Tropical Storm Olga, a rare December cyclone, left at least eight people dead in the Dominican Republic and Puerto Rico on Wednesday as pounding rains triggered major floods and landslides.
In the Dominican Republic, rescuers found numerous people clinging to trees or perched on their rooftops as floodwaters rose, according to the governor of Santiago province, Jose Izquierdo.
The northern city of Santiago, the country's second largest, was the worst hit as waters gushing from a dam further swelled an already overflowing river.
"Officially there are seven people dead in this city and 24,500 people displaced by evacuations across the country, because of rivers bursting their banks and landslides, said Juan Manuel Mendez, who heads the Emergency Operations Center.
In addition, dozens of communities were cut off from the rest of the country, he said.
An estimated 5,000 homes were affected, many of them completely destroyed, officials said.
"We are facing a very difficult situation," said provincial senator Francisco Dominguez Brito.
In Puerto Rico, one man was killed Wednesday when his car was buried under a landslide near San Juan, police said.
In Haiti, which shares the island of Hispaniola with the Dominican Republic, officials said the storm left serious damage, though there were no immediate reports of fatalities.

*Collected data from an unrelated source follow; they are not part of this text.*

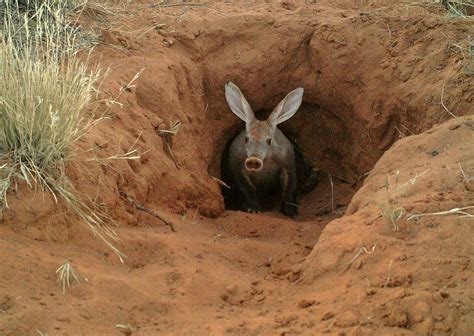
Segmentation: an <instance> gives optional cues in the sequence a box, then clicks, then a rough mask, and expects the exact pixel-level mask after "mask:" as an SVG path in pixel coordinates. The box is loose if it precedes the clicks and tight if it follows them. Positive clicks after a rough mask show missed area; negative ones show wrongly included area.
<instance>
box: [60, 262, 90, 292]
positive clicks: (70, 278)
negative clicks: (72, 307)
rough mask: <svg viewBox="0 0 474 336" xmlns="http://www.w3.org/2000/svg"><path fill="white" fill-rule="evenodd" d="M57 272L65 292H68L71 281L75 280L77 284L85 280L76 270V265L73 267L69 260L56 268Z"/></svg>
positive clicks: (61, 287) (63, 288) (70, 286)
mask: <svg viewBox="0 0 474 336" xmlns="http://www.w3.org/2000/svg"><path fill="white" fill-rule="evenodd" d="M56 274H57V283H58V285H59V286H60V287H61V288H62V289H63V293H66V288H69V287H71V283H72V282H73V281H75V282H76V283H77V284H81V283H82V282H84V279H83V278H82V277H81V276H80V275H79V273H77V272H76V270H75V269H74V267H72V265H71V263H70V261H69V260H66V261H65V262H64V263H63V264H62V265H61V266H59V268H58V269H57V270H56Z"/></svg>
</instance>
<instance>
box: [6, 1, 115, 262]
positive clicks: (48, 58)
mask: <svg viewBox="0 0 474 336" xmlns="http://www.w3.org/2000/svg"><path fill="white" fill-rule="evenodd" d="M0 1H2V2H3V4H4V5H5V6H4V7H3V20H2V22H1V23H2V26H1V35H0V38H1V41H0V78H2V80H1V81H0V200H3V204H4V206H8V203H7V191H8V189H9V187H10V185H11V184H12V182H14V181H15V180H16V179H21V180H24V181H26V183H27V184H28V185H29V186H31V187H39V188H41V189H42V190H43V191H49V192H50V193H51V194H52V195H53V197H54V199H55V200H56V201H57V200H58V199H62V200H63V201H64V202H65V203H66V204H67V205H68V206H70V207H71V208H72V209H73V210H74V211H76V212H77V213H78V214H79V216H80V217H81V219H82V220H83V221H84V222H86V223H87V224H88V225H89V226H90V227H91V229H92V230H93V232H94V233H95V234H96V235H98V236H99V237H100V238H102V239H103V240H104V241H105V242H106V243H107V244H109V246H111V247H112V248H114V247H113V246H112V244H110V242H109V239H108V238H115V234H114V232H113V231H112V230H110V229H109V228H108V227H107V226H106V224H105V222H104V220H103V216H101V215H100V214H98V213H97V212H95V211H94V209H93V207H90V206H88V205H87V204H86V202H84V201H82V200H81V199H80V198H79V197H78V196H77V193H76V192H74V189H73V187H72V185H71V184H70V183H69V182H68V180H67V177H66V176H65V165H66V164H67V162H68V161H69V160H70V159H71V151H70V149H71V147H72V146H73V145H74V143H76V142H77V141H78V140H79V139H80V138H81V137H82V136H83V135H84V133H85V132H86V131H87V130H88V128H89V127H90V125H91V124H92V122H93V119H92V118H85V117H84V111H85V109H86V107H87V106H88V105H89V104H90V103H91V101H93V100H94V99H95V97H96V93H97V90H96V86H97V83H98V80H99V78H100V70H99V69H98V68H93V69H92V70H91V69H90V66H89V64H87V63H88V62H87V61H86V62H81V61H80V60H79V57H78V50H79V46H78V39H77V37H78V35H77V29H75V28H73V27H71V26H70V25H69V24H68V23H67V22H68V20H67V15H68V14H69V13H70V10H71V9H70V8H72V7H71V2H70V1H59V0H43V1H20V0H18V1H5V0H0ZM25 6H26V7H25ZM0 205H1V204H0ZM0 210H1V209H0ZM114 250H115V248H114ZM115 251H116V252H117V253H118V254H119V256H120V253H119V252H118V251H117V250H115Z"/></svg>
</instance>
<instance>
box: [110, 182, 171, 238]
mask: <svg viewBox="0 0 474 336" xmlns="http://www.w3.org/2000/svg"><path fill="white" fill-rule="evenodd" d="M119 193H120V196H122V197H123V198H125V199H126V200H127V201H128V203H130V205H131V206H133V207H134V208H136V209H137V210H140V211H143V212H146V213H147V214H149V215H152V216H153V217H156V218H158V219H159V220H161V221H162V222H163V223H165V224H166V225H168V226H169V227H170V229H171V231H172V232H176V229H175V227H174V224H173V223H172V222H170V221H169V220H166V219H165V218H163V216H162V215H160V214H159V213H158V211H156V210H153V209H149V208H147V207H145V206H144V205H143V204H141V203H139V202H138V201H136V200H135V199H133V198H132V197H130V196H129V195H127V194H126V193H125V192H124V191H120V192H119Z"/></svg>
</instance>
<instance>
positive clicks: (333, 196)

Olga slammed the Caribbean country on Tuesday, almost two weeks after the Atlantic hurricane season officially ended.
The storm weakened on Wednesday as it swirled over open water, but it continued to dump rain that could cause more "life-threatening flash floods and mud slides in Hispaniola," the Miami-based National Hurricane Center said.
At 1500 GMT Wednesday, maximum sustained winds were recorded at 64 kilometers (40 miles) and the center of the storm was 120 kilometers (75 miles) south of Guantanamo, Cuba.

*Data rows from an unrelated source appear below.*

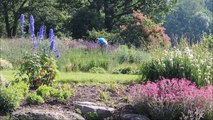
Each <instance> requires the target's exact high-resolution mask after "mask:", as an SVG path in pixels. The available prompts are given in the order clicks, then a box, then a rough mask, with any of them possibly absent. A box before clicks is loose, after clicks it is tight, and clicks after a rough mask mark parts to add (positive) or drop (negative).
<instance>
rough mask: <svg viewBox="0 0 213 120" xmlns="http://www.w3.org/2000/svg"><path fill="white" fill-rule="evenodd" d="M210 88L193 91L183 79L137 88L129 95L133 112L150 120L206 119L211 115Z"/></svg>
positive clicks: (194, 87) (199, 89) (211, 94)
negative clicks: (156, 119) (130, 96)
mask: <svg viewBox="0 0 213 120" xmlns="http://www.w3.org/2000/svg"><path fill="white" fill-rule="evenodd" d="M212 91H213V86H206V87H202V88H200V89H199V88H197V86H196V85H195V84H194V83H192V82H191V81H189V80H187V79H176V78H173V79H163V80H161V81H157V82H156V83H154V82H148V83H146V84H137V85H134V86H132V87H131V89H130V95H131V96H132V99H133V104H134V106H135V108H136V109H137V111H138V112H139V113H141V114H143V115H147V116H149V118H151V119H154V120H156V119H157V120H177V119H184V118H188V119H189V118H190V119H196V120H198V119H201V118H204V119H208V118H210V115H211V113H212V112H213V106H212V105H213V97H212Z"/></svg>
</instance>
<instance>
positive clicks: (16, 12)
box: [0, 0, 28, 37]
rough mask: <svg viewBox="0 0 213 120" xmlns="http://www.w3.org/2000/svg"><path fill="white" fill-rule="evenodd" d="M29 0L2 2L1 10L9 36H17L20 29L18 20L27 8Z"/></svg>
mask: <svg viewBox="0 0 213 120" xmlns="http://www.w3.org/2000/svg"><path fill="white" fill-rule="evenodd" d="M27 2H28V0H18V1H17V0H1V3H0V9H1V11H0V12H1V14H2V15H3V18H4V23H5V27H6V31H7V36H8V37H12V36H15V35H16V31H17V27H18V19H19V16H20V14H21V13H22V12H23V11H24V9H25V8H26V7H25V5H26V4H27Z"/></svg>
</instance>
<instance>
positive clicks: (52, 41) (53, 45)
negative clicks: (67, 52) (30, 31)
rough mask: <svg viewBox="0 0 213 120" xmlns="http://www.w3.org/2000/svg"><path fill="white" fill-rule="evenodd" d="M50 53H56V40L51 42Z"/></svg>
mask: <svg viewBox="0 0 213 120" xmlns="http://www.w3.org/2000/svg"><path fill="white" fill-rule="evenodd" d="M50 51H51V52H54V51H55V40H54V39H53V40H52V41H51V42H50Z"/></svg>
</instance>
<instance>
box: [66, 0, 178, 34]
mask: <svg viewBox="0 0 213 120" xmlns="http://www.w3.org/2000/svg"><path fill="white" fill-rule="evenodd" d="M76 1H78V2H76V4H77V5H76V6H77V7H76V9H82V8H83V9H87V11H85V13H84V14H91V12H92V13H95V14H96V15H98V16H101V19H98V21H96V22H97V23H104V24H103V26H101V28H98V29H106V30H107V32H112V31H114V30H115V29H119V26H120V24H121V22H122V20H123V19H129V18H130V19H131V18H132V17H129V16H131V14H132V13H133V10H136V9H139V10H141V11H142V12H143V13H144V14H145V15H148V16H149V17H150V18H152V19H154V21H155V22H160V21H161V20H162V18H163V16H165V14H167V13H168V12H169V11H170V10H171V8H172V7H173V5H174V4H175V3H176V2H177V0H169V2H168V0H76ZM67 2H68V1H67ZM67 4H69V2H68V3H67ZM65 6H66V5H65ZM70 9H72V12H71V13H70V14H72V15H73V14H74V16H75V17H76V14H78V12H82V11H81V10H80V11H78V10H77V11H76V9H74V8H70ZM69 11H71V10H69ZM75 17H72V18H71V19H76V18H75ZM79 18H80V16H79ZM94 18H95V19H93V17H89V18H87V21H95V20H96V17H94ZM82 19H83V17H82ZM70 21H72V20H70ZM74 21H75V20H74ZM85 21H86V20H85ZM127 21H128V20H127ZM87 23H88V22H86V24H87ZM81 24H84V23H83V21H82V23H81ZM75 26H77V25H76V24H75ZM93 28H96V29H97V25H95V26H92V25H90V29H88V30H91V29H93ZM80 29H81V28H79V29H78V31H81V30H80ZM82 29H84V28H82ZM98 29H97V30H98ZM71 30H74V31H72V32H73V33H74V37H76V35H75V32H76V31H75V30H77V29H76V28H72V29H71ZM84 31H85V30H84ZM77 34H79V35H78V37H82V36H85V35H87V34H82V33H81V32H77Z"/></svg>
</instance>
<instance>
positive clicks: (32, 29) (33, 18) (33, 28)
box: [30, 15, 36, 40]
mask: <svg viewBox="0 0 213 120" xmlns="http://www.w3.org/2000/svg"><path fill="white" fill-rule="evenodd" d="M30 33H31V38H32V39H33V40H35V38H36V36H35V28H34V18H33V16H32V15H30Z"/></svg>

The six-month Atlantic hurricane season officially ended on November 30, and it is rare for tropical storms to form after that.
The Dominican Republic already had been hit hard by Tropical Storm Noel, which slammed the country in late October, killing at least 85 people.

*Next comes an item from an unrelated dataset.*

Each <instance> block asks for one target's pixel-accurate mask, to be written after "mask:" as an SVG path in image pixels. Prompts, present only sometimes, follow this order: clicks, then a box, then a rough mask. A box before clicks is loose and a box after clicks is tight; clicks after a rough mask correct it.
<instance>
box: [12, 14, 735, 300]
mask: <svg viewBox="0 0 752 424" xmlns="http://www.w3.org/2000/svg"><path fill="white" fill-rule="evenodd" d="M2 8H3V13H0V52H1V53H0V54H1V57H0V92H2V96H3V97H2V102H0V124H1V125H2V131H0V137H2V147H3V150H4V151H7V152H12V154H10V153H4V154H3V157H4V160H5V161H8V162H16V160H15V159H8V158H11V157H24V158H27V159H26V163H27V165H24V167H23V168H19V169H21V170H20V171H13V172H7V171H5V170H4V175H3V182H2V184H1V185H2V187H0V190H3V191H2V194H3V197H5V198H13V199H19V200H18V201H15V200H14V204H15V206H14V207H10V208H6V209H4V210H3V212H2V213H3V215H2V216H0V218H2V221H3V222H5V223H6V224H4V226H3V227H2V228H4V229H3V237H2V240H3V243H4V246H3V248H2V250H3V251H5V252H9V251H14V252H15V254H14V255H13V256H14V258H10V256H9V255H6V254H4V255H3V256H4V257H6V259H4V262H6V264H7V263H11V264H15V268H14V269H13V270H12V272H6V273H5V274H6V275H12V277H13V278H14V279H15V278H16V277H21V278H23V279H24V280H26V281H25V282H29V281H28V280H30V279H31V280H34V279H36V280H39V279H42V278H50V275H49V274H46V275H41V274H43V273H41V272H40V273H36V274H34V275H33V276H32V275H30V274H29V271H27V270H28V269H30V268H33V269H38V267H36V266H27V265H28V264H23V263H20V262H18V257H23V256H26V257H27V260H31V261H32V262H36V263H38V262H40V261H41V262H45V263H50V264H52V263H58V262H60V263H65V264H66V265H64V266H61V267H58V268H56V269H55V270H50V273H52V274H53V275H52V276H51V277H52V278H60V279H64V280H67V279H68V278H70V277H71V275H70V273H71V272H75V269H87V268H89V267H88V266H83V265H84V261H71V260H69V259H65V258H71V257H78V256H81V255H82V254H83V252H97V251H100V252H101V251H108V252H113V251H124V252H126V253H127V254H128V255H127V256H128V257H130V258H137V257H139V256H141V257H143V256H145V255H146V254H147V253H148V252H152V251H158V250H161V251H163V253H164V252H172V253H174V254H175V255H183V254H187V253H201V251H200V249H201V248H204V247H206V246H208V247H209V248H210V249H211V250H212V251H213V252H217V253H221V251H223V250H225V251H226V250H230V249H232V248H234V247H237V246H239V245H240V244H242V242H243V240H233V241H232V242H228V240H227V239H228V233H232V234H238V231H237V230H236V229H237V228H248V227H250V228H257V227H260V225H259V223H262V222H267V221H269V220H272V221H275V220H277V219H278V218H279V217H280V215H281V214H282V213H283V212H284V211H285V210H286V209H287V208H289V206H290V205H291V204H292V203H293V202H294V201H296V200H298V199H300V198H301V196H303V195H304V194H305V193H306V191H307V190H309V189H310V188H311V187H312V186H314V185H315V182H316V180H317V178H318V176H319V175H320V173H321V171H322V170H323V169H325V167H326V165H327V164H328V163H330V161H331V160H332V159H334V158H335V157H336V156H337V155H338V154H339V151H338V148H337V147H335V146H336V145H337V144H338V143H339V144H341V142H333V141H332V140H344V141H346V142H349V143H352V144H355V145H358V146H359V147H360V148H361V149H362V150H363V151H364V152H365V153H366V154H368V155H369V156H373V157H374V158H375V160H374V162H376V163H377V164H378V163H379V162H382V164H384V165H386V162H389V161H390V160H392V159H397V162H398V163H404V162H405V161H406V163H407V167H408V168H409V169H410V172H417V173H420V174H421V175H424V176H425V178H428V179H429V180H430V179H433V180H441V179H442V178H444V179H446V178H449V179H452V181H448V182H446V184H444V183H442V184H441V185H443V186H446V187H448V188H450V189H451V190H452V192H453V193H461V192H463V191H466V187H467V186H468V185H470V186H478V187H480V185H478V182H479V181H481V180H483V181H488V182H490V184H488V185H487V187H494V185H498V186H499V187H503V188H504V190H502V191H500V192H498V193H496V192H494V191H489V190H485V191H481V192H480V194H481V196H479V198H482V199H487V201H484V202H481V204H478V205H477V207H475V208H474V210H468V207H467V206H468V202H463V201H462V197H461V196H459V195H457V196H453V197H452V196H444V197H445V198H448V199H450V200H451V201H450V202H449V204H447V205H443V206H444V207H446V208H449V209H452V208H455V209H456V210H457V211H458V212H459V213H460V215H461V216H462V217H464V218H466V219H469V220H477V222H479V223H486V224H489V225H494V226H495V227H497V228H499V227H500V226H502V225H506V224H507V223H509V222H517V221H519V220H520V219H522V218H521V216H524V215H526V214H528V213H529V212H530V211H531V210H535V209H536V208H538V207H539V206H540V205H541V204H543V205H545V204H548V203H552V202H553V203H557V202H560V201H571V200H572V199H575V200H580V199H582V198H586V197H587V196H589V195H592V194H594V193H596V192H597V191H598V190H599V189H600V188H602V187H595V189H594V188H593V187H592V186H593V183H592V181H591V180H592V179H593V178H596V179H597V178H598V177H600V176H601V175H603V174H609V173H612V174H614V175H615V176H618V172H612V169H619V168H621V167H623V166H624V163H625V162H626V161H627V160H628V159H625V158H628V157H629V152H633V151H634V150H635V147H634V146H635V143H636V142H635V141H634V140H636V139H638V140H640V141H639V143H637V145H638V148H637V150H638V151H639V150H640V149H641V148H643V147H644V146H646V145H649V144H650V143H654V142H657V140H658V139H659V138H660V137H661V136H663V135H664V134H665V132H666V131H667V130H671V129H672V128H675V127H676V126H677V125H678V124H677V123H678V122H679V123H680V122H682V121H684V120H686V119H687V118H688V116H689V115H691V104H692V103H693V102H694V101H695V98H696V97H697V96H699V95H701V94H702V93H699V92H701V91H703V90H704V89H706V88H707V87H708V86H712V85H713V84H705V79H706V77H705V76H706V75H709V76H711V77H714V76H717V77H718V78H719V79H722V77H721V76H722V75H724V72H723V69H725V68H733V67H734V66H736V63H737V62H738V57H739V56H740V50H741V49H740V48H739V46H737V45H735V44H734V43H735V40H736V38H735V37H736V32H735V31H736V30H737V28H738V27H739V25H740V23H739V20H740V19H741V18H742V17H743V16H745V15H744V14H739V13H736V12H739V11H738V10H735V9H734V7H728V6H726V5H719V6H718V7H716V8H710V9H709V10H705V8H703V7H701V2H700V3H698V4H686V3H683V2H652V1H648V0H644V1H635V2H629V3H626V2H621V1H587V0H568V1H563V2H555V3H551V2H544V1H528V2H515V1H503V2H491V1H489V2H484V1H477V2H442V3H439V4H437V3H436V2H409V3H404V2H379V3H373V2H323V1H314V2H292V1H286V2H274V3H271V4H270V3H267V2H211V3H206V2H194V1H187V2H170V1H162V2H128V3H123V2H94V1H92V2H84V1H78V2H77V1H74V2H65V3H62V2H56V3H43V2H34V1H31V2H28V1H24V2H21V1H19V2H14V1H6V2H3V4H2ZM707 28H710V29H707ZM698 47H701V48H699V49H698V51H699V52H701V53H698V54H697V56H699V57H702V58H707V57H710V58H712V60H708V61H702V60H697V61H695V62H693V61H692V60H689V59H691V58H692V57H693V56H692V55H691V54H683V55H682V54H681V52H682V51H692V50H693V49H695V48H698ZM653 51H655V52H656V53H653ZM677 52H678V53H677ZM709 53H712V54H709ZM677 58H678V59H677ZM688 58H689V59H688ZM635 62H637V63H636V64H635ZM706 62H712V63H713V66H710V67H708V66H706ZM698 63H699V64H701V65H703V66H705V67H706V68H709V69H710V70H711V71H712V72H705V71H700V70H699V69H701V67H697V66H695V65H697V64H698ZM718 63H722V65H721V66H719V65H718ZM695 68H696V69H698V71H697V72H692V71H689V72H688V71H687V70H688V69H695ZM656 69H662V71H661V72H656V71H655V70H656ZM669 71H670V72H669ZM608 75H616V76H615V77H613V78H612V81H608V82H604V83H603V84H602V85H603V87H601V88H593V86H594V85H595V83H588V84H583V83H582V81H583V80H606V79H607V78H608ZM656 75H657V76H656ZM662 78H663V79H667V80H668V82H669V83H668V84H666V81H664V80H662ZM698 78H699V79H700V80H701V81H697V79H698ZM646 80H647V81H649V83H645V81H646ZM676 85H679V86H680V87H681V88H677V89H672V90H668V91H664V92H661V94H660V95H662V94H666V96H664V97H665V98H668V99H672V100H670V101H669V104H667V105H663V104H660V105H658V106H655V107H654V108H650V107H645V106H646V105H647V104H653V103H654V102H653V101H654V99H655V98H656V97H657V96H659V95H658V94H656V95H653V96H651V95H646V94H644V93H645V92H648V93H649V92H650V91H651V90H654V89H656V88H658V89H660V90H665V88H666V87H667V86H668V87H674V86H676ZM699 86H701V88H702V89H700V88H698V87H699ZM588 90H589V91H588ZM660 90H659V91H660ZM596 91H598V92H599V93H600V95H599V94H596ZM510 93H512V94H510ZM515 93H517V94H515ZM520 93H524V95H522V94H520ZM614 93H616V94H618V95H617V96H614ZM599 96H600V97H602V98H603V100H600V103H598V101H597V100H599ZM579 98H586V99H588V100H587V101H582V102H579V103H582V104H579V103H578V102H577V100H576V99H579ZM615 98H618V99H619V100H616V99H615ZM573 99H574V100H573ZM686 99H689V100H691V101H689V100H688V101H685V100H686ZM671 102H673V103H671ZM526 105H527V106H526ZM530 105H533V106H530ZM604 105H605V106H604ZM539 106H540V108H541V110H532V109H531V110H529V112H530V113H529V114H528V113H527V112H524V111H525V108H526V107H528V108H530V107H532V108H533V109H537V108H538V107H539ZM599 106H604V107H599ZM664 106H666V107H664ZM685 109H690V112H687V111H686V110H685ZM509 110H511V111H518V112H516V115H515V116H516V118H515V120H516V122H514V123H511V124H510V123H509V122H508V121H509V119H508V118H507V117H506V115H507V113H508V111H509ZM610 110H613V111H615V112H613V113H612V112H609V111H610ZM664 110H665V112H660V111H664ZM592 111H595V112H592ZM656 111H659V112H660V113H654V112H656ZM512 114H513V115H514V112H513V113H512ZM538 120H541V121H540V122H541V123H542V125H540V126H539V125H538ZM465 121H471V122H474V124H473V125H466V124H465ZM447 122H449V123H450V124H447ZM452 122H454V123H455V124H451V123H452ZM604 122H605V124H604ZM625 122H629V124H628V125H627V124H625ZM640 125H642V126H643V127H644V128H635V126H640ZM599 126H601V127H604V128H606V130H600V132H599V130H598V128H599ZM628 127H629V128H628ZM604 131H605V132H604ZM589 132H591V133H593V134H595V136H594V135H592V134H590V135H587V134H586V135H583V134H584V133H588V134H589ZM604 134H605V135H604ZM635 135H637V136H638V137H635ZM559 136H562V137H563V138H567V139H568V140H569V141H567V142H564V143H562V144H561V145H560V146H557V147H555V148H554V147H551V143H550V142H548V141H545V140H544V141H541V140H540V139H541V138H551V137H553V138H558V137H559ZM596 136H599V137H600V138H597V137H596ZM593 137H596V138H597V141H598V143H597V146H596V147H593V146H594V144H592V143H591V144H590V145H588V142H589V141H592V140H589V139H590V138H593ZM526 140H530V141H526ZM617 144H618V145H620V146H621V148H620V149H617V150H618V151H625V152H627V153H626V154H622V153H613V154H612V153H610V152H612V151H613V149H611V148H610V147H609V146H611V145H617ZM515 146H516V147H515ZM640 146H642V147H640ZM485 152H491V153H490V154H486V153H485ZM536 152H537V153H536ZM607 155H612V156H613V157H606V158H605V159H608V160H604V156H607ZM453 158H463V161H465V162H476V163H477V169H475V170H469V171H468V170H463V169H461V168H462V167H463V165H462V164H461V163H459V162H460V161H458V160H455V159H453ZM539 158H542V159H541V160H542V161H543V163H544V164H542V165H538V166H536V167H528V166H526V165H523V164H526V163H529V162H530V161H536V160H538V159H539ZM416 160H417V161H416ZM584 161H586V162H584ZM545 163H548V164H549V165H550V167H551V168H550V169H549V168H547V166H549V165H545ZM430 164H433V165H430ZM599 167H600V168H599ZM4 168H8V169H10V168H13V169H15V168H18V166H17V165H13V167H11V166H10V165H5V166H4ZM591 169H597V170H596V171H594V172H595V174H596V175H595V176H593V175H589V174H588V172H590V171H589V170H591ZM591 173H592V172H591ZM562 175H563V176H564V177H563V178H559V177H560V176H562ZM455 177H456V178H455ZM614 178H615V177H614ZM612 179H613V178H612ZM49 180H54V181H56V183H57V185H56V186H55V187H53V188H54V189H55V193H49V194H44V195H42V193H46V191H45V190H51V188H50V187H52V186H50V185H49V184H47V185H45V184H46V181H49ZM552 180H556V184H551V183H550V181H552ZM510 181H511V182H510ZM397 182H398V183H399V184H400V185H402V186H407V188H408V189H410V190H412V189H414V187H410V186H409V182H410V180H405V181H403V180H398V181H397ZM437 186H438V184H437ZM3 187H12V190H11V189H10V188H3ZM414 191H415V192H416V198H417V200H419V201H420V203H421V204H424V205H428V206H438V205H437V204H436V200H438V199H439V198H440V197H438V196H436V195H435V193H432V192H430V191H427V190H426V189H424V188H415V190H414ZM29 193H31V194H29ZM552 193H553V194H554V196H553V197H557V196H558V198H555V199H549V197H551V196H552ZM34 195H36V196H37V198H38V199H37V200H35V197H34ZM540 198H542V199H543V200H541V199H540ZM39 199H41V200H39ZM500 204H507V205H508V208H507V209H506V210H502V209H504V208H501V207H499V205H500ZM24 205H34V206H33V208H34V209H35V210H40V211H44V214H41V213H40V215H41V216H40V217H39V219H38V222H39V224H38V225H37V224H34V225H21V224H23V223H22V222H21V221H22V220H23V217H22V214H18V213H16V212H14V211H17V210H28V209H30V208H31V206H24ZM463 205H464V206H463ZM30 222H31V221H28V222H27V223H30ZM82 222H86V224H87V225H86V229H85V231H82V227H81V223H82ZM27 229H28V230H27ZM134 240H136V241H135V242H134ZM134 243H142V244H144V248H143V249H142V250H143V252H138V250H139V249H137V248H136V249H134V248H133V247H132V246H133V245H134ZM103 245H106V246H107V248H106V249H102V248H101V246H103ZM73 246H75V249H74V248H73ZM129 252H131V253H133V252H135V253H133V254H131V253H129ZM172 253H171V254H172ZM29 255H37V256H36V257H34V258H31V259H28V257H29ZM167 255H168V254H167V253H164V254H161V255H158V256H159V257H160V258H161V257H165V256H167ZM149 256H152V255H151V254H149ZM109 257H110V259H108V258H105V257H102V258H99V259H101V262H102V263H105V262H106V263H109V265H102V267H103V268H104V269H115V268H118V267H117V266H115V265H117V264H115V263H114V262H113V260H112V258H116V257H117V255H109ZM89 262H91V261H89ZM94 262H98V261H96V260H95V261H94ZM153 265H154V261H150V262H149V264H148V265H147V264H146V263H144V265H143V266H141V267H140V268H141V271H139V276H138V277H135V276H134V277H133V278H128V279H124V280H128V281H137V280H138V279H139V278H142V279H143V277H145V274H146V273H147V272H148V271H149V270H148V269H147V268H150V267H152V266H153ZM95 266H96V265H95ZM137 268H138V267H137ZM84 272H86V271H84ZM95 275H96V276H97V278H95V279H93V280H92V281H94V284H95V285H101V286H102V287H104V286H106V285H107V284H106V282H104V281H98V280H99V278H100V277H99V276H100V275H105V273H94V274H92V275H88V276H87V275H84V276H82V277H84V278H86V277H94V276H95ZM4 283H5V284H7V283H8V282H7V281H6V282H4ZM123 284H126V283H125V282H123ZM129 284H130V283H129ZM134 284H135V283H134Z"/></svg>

Olga is the 15th named storm to form in the Atlantic this year. In all six of the storms became hurricanes, including two that hit land with rare fury, reaching the topmost intensity five with maximum sustained winds of more than 249 kilometers (155 miles) per hour.
In August, Hurricane Dean killed at least 29 people in a rampage through the Caribbean and Mexico. The following month, Hurricane Felix killed about 150 people and wrought a trail of devastation along Nicaragua's impoverished Caribbean coast.